Effect of chronic intake of dietary fibers on the ultrastructural topography of rat jejunum and colon: a scanning electron microscopy study.

This report is an attempt to quantitate the observable topographical characteristics of small and large intestine after a specific dietary regimen under well-defined states of lipid absorption and metabolism. Alfalfa, white wheat bran, cellulose, and pectin were fed for 6 wk at a level of 15 g/100 g diet to four groups of rats (12 rats per dietary group). A 5th control group was maintained on Purina Rat Chow. Three animals from each group were blind-coded for morphological assessment. After anesthesia, the jejunum and mid-colon were removed and processed for scanning electron microscopy. Beginning with the mildest mucosal surface changes, the observed order in terms of increasing severity is bran less than cellulose less than pectin less than alfalfa. Our observations suggest that altered rates of cell loss in intestinal tract cytokinetics may be occurring with particular feeding patterns and should be considered as a possible mechanism in the nutritional consequences of dietary fiber intake.

Structural-functional modulation of mucin secretory patterns in the gastrointestinal tract.

1. Mucus-producing cells are clearly identifiable sub-populations of cells in many of the epithelial transport model systems studied, i.e., gastric, jejunal, and colonic epithelia of the rat. 2. The distribution of these cells varies from a predominant location on the mucosal surface of the stomach to a regular degree of interspersion among the dominant columnar epithelial cell population in the small and large intestine. 3. The functional state of these cells can be assessed by a variety of morphological techniques and their biochemical synthetic and secretory capacity estimated by isotopic tracer procedures. 4. In the gastric or jejunal acute ulceration model, sulfomucin production is decreased by aspirin and markedly enhanced by Prostaglandin E1, providing additional evidence for the cytoprotective role of the mucin blanket. 5. With chronic feeding of the bile salt sequestrants which provoke colonic mucosal irritation and injury, there is also a stimulated mucin output. 6. Disruption of the cytoskeletal framework of the mucosal cells by Cytochalasin B or colchicine depresses mucin production. 7. Many of the compounds currently known to phenomenologically perturb mucus synthesis and/or secretion (Table 7) are utilized as probes in the delineation of electrolyte and water transport processes in these epithelial models.

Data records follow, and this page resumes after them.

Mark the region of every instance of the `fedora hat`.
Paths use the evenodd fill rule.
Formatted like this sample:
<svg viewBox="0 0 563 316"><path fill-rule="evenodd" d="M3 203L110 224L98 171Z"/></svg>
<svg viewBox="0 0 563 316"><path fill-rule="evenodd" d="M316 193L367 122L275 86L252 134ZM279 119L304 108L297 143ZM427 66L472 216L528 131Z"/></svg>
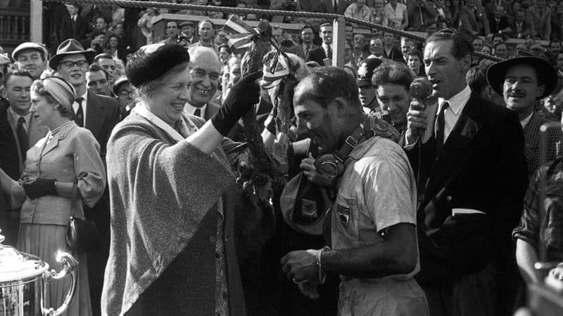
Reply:
<svg viewBox="0 0 563 316"><path fill-rule="evenodd" d="M493 64L487 71L487 82L493 90L502 96L502 85L508 69L517 65L529 65L536 70L538 79L545 85L545 89L538 98L551 94L557 84L557 73L546 60L524 51L517 50L512 55L505 60Z"/></svg>
<svg viewBox="0 0 563 316"><path fill-rule="evenodd" d="M76 39L69 39L61 43L57 48L57 53L49 60L49 67L52 70L56 70L61 59L66 55L82 54L86 58L88 64L92 63L94 55L96 52L94 51L84 51L80 43Z"/></svg>

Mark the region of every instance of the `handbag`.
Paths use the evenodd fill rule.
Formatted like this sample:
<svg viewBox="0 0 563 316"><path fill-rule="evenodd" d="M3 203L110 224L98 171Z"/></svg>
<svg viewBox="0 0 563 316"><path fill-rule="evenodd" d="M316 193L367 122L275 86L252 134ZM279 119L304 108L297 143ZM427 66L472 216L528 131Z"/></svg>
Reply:
<svg viewBox="0 0 563 316"><path fill-rule="evenodd" d="M91 220L77 217L78 204L77 184L72 185L70 199L70 217L66 229L66 246L69 250L89 254L96 251L100 245L98 229Z"/></svg>

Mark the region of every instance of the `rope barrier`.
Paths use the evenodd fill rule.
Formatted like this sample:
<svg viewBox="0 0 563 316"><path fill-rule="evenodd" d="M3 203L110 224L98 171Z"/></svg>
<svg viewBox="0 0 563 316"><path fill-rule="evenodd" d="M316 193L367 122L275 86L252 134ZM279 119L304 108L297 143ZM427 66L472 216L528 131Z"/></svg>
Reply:
<svg viewBox="0 0 563 316"><path fill-rule="evenodd" d="M37 1L37 0L34 0ZM220 12L222 13L232 13L232 14L267 14L270 15L284 15L291 16L296 18L322 18L327 20L335 20L343 18L346 22L356 24L360 26L364 26L369 29L376 29L383 31L386 33L392 33L395 35L400 37L408 37L419 41L424 41L424 37L419 37L413 34L410 34L404 31L400 31L391 27L380 25L379 24L372 23L363 20L359 20L353 18L350 18L345 15L341 15L334 13L321 13L317 12L303 12L303 11L286 11L284 10L265 10L257 8L231 8L225 6L199 6L196 4L170 4L167 2L159 1L141 1L136 0L43 0L46 2L63 2L68 4L97 4L101 6L118 6L121 7L134 7L134 8L168 8L175 10L194 10L198 11L211 11L211 12ZM491 55L483 54L480 52L474 52L474 55L489 59L493 61L500 61L502 59L498 57L492 56Z"/></svg>

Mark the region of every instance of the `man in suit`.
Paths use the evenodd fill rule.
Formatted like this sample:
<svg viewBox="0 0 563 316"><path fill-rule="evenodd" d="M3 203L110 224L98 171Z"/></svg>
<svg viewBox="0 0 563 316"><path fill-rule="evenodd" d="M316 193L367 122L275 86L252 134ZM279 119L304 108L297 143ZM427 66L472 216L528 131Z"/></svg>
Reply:
<svg viewBox="0 0 563 316"><path fill-rule="evenodd" d="M322 39L322 44L311 49L305 61L314 61L321 66L329 66L332 63L332 23L321 25L319 35Z"/></svg>
<svg viewBox="0 0 563 316"><path fill-rule="evenodd" d="M3 111L0 128L7 133L1 134L0 144L0 168L14 180L18 180L23 172L27 150L47 133L45 126L37 122L30 113L31 99L30 88L33 83L31 74L23 70L16 70L6 76L4 97L9 106ZM6 199L9 201L9 199ZM0 217L2 232L10 244L15 244L20 223L20 209L11 209L8 204L7 212Z"/></svg>
<svg viewBox="0 0 563 316"><path fill-rule="evenodd" d="M425 70L438 103L424 110L414 100L407 113L405 149L419 175L417 280L431 315L506 315L507 298L495 297L513 291L497 270L513 256L528 180L524 136L515 113L471 92L472 53L459 31L429 37Z"/></svg>
<svg viewBox="0 0 563 316"><path fill-rule="evenodd" d="M324 6L324 12L327 13L344 15L346 8L352 4L351 1L348 0L322 0Z"/></svg>
<svg viewBox="0 0 563 316"><path fill-rule="evenodd" d="M509 61L510 60L510 61ZM520 119L524 129L524 156L528 174L531 176L540 167L540 126L549 121L537 111L538 100L550 95L557 84L555 69L543 58L517 51L509 60L493 65L487 72L489 85L504 96L505 103ZM557 143L561 142L561 130L547 131L546 160L557 158Z"/></svg>
<svg viewBox="0 0 563 316"><path fill-rule="evenodd" d="M516 11L514 19L510 25L512 32L509 33L510 37L514 39L526 39L530 34L530 26L525 20L526 13L524 10Z"/></svg>
<svg viewBox="0 0 563 316"><path fill-rule="evenodd" d="M297 55L304 60L307 60L309 57L309 52L311 50L318 48L319 46L312 43L312 39L315 37L315 31L313 31L312 26L309 25L303 25L301 27L301 34L302 43L289 48L289 52Z"/></svg>
<svg viewBox="0 0 563 316"><path fill-rule="evenodd" d="M506 12L503 6L497 6L495 8L495 13L493 14L488 14L487 18L488 19L488 26L491 33L512 33L512 29L510 28L510 24L508 22L508 18L506 17Z"/></svg>
<svg viewBox="0 0 563 316"><path fill-rule="evenodd" d="M221 107L211 101L219 86L221 62L213 48L205 46L194 47L189 59L193 81L188 90L188 102L184 112L207 121Z"/></svg>
<svg viewBox="0 0 563 316"><path fill-rule="evenodd" d="M100 144L100 155L105 162L106 145L113 126L119 120L119 109L115 99L99 96L87 88L86 72L95 53L84 51L75 39L67 39L58 46L56 55L49 60L49 65L76 89L77 98L72 105L76 123L92 133ZM96 223L101 239L99 249L88 254L92 310L94 315L99 315L103 272L109 256L110 203L107 190L93 208L84 206L84 214Z"/></svg>
<svg viewBox="0 0 563 316"><path fill-rule="evenodd" d="M66 8L68 10L69 16L63 20L59 40L75 39L77 41L82 41L84 39L86 33L88 32L88 21L79 14L78 4L67 4Z"/></svg>

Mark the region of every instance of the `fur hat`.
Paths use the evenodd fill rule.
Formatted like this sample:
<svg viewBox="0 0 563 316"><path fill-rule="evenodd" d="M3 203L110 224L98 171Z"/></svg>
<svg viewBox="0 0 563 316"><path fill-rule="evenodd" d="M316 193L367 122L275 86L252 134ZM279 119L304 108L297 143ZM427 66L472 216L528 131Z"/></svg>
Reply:
<svg viewBox="0 0 563 316"><path fill-rule="evenodd" d="M125 74L135 88L156 80L174 67L189 62L188 50L178 44L156 44L139 48L127 62Z"/></svg>

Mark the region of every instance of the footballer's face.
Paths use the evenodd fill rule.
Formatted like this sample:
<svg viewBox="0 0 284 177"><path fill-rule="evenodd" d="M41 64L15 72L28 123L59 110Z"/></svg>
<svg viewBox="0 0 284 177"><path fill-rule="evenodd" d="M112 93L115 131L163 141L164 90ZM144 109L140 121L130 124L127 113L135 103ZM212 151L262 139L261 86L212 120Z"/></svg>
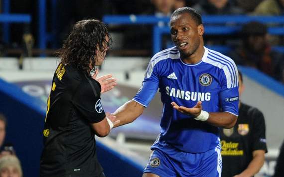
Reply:
<svg viewBox="0 0 284 177"><path fill-rule="evenodd" d="M106 36L106 41L108 42L109 41L109 37L108 36ZM106 57L106 55L107 54L107 51L109 50L109 47L107 46L107 44L106 42L104 42L103 44L103 46L104 47L104 49L102 51L99 47L97 48L97 53L96 55L96 66L100 66L103 64L104 60L105 60L105 57Z"/></svg>
<svg viewBox="0 0 284 177"><path fill-rule="evenodd" d="M197 24L188 13L173 16L171 19L171 39L183 58L196 52L203 40L204 31L203 25Z"/></svg>

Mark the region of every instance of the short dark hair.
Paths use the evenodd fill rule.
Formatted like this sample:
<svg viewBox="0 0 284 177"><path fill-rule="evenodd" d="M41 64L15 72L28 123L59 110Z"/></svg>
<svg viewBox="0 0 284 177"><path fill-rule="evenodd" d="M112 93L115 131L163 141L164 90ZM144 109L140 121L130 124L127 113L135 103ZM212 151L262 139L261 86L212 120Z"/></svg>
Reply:
<svg viewBox="0 0 284 177"><path fill-rule="evenodd" d="M243 74L239 70L238 70L238 72L239 73L239 76L240 76L240 79L241 79L241 81L243 83Z"/></svg>
<svg viewBox="0 0 284 177"><path fill-rule="evenodd" d="M201 15L194 9L188 7L181 7L175 10L171 15L171 18L174 16L178 15L184 13L188 13L198 25L203 24Z"/></svg>
<svg viewBox="0 0 284 177"><path fill-rule="evenodd" d="M5 116L4 116L4 115L1 113L0 113L0 120L4 122L5 127L6 125L7 125L7 119L6 119L6 117L5 117Z"/></svg>
<svg viewBox="0 0 284 177"><path fill-rule="evenodd" d="M106 36L109 41L106 40ZM57 52L63 64L73 65L84 72L90 70L95 66L94 57L97 53L97 47L102 52L106 52L107 47L110 48L112 39L109 34L106 25L95 19L78 21L62 47ZM105 44L107 47L104 46Z"/></svg>
<svg viewBox="0 0 284 177"><path fill-rule="evenodd" d="M243 37L263 36L267 33L267 27L259 22L251 21L243 26L241 33Z"/></svg>

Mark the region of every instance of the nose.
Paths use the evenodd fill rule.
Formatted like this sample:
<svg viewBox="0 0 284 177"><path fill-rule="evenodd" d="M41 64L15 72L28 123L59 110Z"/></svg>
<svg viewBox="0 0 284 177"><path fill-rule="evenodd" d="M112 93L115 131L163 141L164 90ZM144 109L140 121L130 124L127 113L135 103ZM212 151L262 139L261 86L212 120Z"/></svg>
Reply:
<svg viewBox="0 0 284 177"><path fill-rule="evenodd" d="M183 35L182 32L178 32L176 34L176 40L181 40L183 39L184 37L184 36Z"/></svg>

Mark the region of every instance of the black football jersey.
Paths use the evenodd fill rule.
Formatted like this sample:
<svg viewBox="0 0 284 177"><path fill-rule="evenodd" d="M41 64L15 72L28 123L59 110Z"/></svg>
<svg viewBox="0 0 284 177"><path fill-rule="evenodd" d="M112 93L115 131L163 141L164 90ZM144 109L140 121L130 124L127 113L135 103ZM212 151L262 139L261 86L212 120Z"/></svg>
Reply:
<svg viewBox="0 0 284 177"><path fill-rule="evenodd" d="M94 177L102 171L90 125L105 117L100 91L89 75L59 65L47 103L41 177Z"/></svg>
<svg viewBox="0 0 284 177"><path fill-rule="evenodd" d="M220 135L222 177L232 177L246 169L253 158L253 151L267 152L263 114L242 103L235 126L231 129L220 128Z"/></svg>

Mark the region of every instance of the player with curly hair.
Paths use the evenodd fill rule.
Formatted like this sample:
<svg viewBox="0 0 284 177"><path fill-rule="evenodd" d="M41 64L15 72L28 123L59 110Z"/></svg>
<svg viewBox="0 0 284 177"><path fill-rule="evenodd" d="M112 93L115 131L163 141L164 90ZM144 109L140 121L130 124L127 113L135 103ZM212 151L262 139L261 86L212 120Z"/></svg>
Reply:
<svg viewBox="0 0 284 177"><path fill-rule="evenodd" d="M105 177L94 135L107 136L119 121L105 113L100 94L116 84L111 75L96 78L112 40L99 20L77 22L58 52L43 130L41 177ZM91 76L90 73L95 71Z"/></svg>

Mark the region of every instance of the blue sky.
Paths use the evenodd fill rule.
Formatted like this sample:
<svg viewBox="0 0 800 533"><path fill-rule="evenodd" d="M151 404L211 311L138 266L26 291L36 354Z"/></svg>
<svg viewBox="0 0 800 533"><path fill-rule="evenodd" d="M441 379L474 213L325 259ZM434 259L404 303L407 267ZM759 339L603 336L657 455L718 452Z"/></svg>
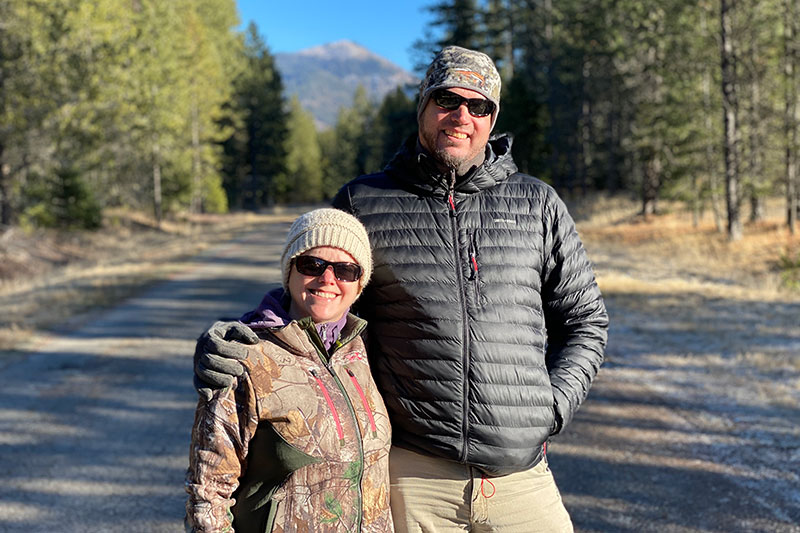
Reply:
<svg viewBox="0 0 800 533"><path fill-rule="evenodd" d="M349 39L411 71L434 0L237 0L242 27L254 21L271 53Z"/></svg>

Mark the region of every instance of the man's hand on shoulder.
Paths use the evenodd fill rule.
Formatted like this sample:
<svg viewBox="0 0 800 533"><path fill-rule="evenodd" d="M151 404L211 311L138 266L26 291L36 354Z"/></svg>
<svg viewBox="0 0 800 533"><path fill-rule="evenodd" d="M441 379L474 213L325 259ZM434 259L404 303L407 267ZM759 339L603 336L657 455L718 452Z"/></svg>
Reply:
<svg viewBox="0 0 800 533"><path fill-rule="evenodd" d="M215 322L197 339L194 351L194 386L206 399L214 389L230 387L241 376L241 361L247 344L257 344L258 335L241 322Z"/></svg>

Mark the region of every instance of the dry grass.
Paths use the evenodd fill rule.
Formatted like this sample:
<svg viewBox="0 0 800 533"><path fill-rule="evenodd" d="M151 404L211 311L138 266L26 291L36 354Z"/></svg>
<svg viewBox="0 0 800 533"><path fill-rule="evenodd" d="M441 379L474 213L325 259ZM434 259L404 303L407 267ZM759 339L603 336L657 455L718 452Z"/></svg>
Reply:
<svg viewBox="0 0 800 533"><path fill-rule="evenodd" d="M716 231L710 216L694 227L679 206L668 207L649 219L636 216L636 203L619 198L572 208L604 294L632 305L637 298L676 294L701 301L800 300L800 291L781 284L780 257L798 253L800 236L781 226L780 201L770 202L767 219L746 226L735 243ZM133 294L237 230L276 217L285 215L193 216L159 229L139 213L118 211L106 215L98 232L0 229L0 350L28 331Z"/></svg>
<svg viewBox="0 0 800 533"><path fill-rule="evenodd" d="M236 231L281 217L194 215L159 228L141 213L112 211L95 232L0 230L0 350L130 296Z"/></svg>
<svg viewBox="0 0 800 533"><path fill-rule="evenodd" d="M800 299L780 268L781 257L797 257L800 235L783 224L780 200L767 207L765 219L746 224L736 242L717 231L710 214L695 226L690 213L670 205L664 214L643 218L638 204L618 198L583 206L578 225L606 291Z"/></svg>

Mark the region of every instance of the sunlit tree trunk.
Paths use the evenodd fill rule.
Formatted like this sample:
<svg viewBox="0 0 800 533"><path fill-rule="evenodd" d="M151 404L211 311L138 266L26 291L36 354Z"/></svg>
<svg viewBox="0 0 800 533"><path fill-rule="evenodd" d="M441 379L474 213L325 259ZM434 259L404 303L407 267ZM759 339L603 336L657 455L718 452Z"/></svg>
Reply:
<svg viewBox="0 0 800 533"><path fill-rule="evenodd" d="M796 0L784 0L784 84L786 109L784 133L786 142L786 224L795 233L798 210L797 127L800 109L797 105L797 8Z"/></svg>
<svg viewBox="0 0 800 533"><path fill-rule="evenodd" d="M725 201L728 208L728 238L742 238L739 213L739 144L736 101L736 56L732 27L735 0L720 1L720 41L722 63L722 107L724 118Z"/></svg>

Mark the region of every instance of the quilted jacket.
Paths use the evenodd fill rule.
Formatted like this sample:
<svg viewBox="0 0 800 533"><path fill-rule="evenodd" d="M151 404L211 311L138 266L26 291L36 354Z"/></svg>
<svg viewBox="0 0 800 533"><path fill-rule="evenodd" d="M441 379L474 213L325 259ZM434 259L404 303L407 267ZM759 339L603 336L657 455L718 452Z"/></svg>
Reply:
<svg viewBox="0 0 800 533"><path fill-rule="evenodd" d="M359 314L394 444L489 475L534 466L585 399L608 326L553 188L518 172L510 137L460 178L412 138L333 203L372 244Z"/></svg>
<svg viewBox="0 0 800 533"><path fill-rule="evenodd" d="M310 318L257 328L245 375L201 399L187 473L198 532L391 532L391 430L349 315L328 355Z"/></svg>

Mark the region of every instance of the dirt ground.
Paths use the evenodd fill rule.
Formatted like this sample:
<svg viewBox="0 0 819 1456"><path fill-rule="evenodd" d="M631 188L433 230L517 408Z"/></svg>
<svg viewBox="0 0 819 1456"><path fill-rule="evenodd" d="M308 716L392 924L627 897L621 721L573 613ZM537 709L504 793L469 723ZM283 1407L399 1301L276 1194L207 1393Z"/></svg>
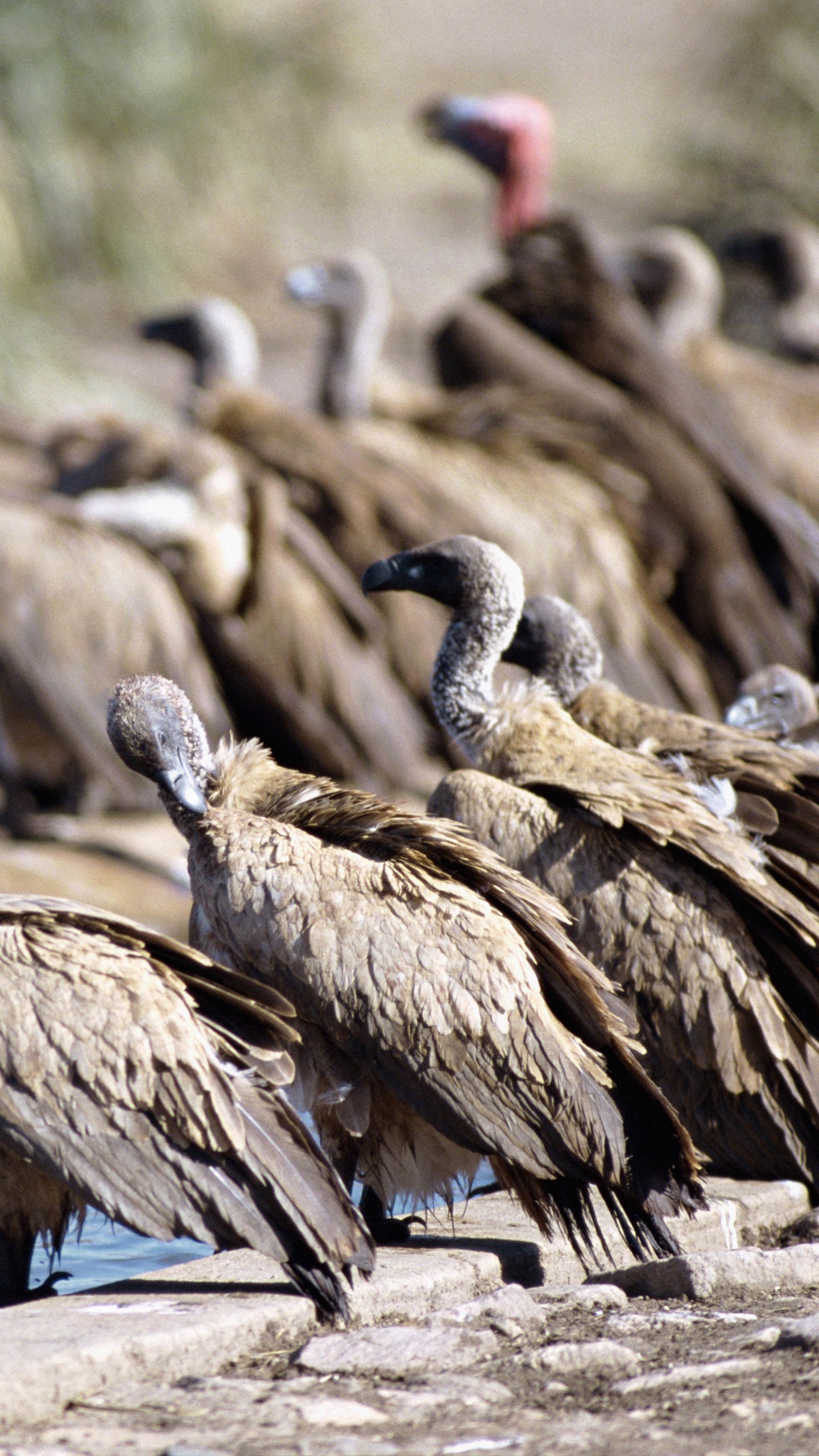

It is of interest to not in this volume that renal epithelial tissue do not appear to possess a significant mucin cell population. The developing concept of an association between mucus secretion and antigenic or immune responses may account for this fact. In several epithelial systems, however, modulation of mucin cell function should be taken into consideration in the construction of transport models.

Effect of bile salt-binding resins on the morphology of rat jejunum and colon. A scanning electron microscopy study.

One mechanism suggested to account for the hypocholesteremic effect of dietary fibers is their ability to sequester bile salts. Since bile salts have been found to alter intestinal structure, the morphological effects of several commonly used, xenobiotic, bile salt-binding agents was investigated. Wistar rats were fed a purified stock diet, ad libitum, for 6 weeks containing either 2% cholestyramine, 2% colestipol, or 2% DEAE-Sephadex. The bile salt-binding capacity of these substances was tested in vitro using taurocholate and glycocholate. The effect of in vivo feeding of the resins was to evoke ultrastructural topographical deviations from control appearance in both jejunal and colonic mucosae. Colonic cell injury was more severe than that observed in the jejunum of both colestipol- and DEAE-Sephadex-fed animals while the reverse was true for the rats fed cholestyramine. The degree of distortion in each condition was positively correlated with the extent of bile salt-binding capability in vitro. The rank order of both effects in terms of increasing severity was DEAE-Sephadex less than colestipol less than cholestyramine.